La vida entre una maleta

«Un mochilero de corazón, al que no reconocen por su mochila ni sus botas ni la carpa».

Chizuru 

Entre sus bolsillos unos cuantos pesos, unas botas para calzar en todo terreno, una carpa donde resguardarse en las noches, una navaja que resolverá cualquier inconveniente, la cápsula del tiempo, una cámara y, por supuesto, la mochila. Allí empacará su vida un viajero inquieto por conocer el mundo, comprimirá los mejores momentos en su recuerdo y será especialmente selectivo en atesorar lo más valioso de su experiencia. Los muros y tecnologías son innecesarias y despojándose de todo aquello que parece indispensable para los sedentarios, sale a la carretera, levanta el dedo pulgar y en señal de aprobación espera el transporte a su destino: el mundo.

Un mochilero por excelencia lleva sobre él las herramientas necesarias, si no lo lleva puesto o va colgando de su cuerpo tal vez no sea útil, pues el mundo es su despensa y los locales sus guías. Muchos viajan solos, algunos de ellos van acompañados de sus amigos, familiares o parejas, alguien con quien compartir las experiencias y las vistas que seguramente con maletas de rodachines y entre hoteles de lujo jamás podrán divisar. Nada más que una mochila y el acompañante para ver el mundo desde otra perspectiva.

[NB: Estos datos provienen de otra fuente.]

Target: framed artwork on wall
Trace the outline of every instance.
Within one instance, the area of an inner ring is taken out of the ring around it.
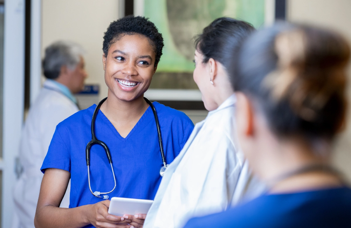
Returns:
[[[259,28],[266,24],[267,14],[272,14],[274,20],[274,0],[134,0],[134,14],[149,18],[164,40],[163,55],[145,96],[154,100],[202,103],[192,77],[194,37],[222,16],[243,20]],[[189,106],[204,109],[203,105]]]

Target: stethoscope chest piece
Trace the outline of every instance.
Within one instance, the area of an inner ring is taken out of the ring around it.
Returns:
[[[163,177],[163,175],[165,175],[165,172],[167,169],[167,168],[168,168],[168,165],[166,165],[165,166],[162,166],[161,169],[160,169],[160,175]]]

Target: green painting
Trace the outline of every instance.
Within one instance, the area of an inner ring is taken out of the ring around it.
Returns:
[[[144,15],[163,36],[158,72],[192,72],[193,37],[212,21],[230,16],[256,28],[264,22],[265,0],[144,0]]]

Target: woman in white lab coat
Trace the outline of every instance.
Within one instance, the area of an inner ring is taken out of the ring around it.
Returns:
[[[230,56],[254,30],[244,21],[222,18],[196,39],[194,80],[210,112],[165,172],[144,227],[182,227],[191,217],[224,211],[264,190],[237,141],[236,99],[227,71],[233,61]]]
[[[45,50],[43,62],[47,79],[29,109],[19,156],[23,171],[15,186],[13,228],[34,228],[34,217],[43,174],[40,167],[59,123],[78,111],[72,95],[82,88],[87,74],[84,51],[78,45],[59,41]],[[68,207],[69,188],[61,207]]]

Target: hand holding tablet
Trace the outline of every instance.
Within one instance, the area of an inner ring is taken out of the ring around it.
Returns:
[[[112,197],[111,199],[108,213],[122,216],[123,215],[147,214],[153,200]]]

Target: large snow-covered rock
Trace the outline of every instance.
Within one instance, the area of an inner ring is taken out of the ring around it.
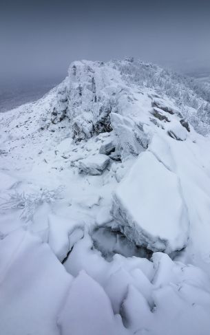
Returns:
[[[112,212],[139,246],[170,252],[187,244],[189,220],[178,179],[151,153],[141,154],[120,182]]]
[[[0,241],[0,333],[59,335],[72,281],[49,246],[18,230]]]
[[[129,334],[103,288],[84,271],[71,285],[59,325],[62,335]]]

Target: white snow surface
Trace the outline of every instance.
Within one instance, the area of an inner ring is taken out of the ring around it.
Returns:
[[[209,136],[147,72],[74,62],[2,115],[1,334],[209,334]]]

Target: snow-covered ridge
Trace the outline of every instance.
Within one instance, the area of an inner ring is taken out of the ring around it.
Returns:
[[[208,99],[156,65],[83,61],[3,116],[4,335],[207,335]]]

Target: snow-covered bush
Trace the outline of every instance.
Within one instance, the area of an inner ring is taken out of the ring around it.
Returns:
[[[61,185],[54,190],[41,188],[39,192],[27,193],[15,191],[8,194],[9,199],[0,205],[0,209],[22,210],[21,218],[26,222],[32,220],[36,209],[44,202],[50,204],[63,199],[64,186]]]

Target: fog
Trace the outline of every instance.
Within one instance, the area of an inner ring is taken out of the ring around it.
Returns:
[[[209,72],[209,1],[17,0],[1,6],[1,86],[59,82],[72,61],[84,58],[133,56],[185,73]]]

Pero tal vez ni los viajeros de clase alta, ni los mochileros podrán vivir la experiencia de recorrer el mundo dentro de un guacal. Un mochilero de corazón, al que no reconocen por su mochila ni sus botas ni la carpa. Nada de eso es necesario para el peludo de cuatro patas. Viaja con elegancia y con más lujos que sus mismos dueños o, mejor dicho, compañeros de viaje, una pareja de mochileros latinos. El mundo para este felino es más que una caja de arena, un rascador y una cama. Conoce Sudamérica, desde su «casita», el guacal que cargan sus dueños al hombro y al que jamás le cierran la puerta.

Durante los viajes el pequeño animal no toca el suelo más que para hacer sus necesidades. No come comida corriente, solo Whiskas, salvo que esa sea su única opción, y el lugar no tenga para cumplir sus caprichos, acepta atún o salchichas. Recibe mimos a cada instante, ya sea por sus compañeros de viaje o por los miles de curiosos que se acercan a ella cada día. Duerme siestas largas, se lame con frecuencia y se estira como todos los gatos, solo que ella no se mueve de su guacal y ha estado por gran parte de Sudamérica.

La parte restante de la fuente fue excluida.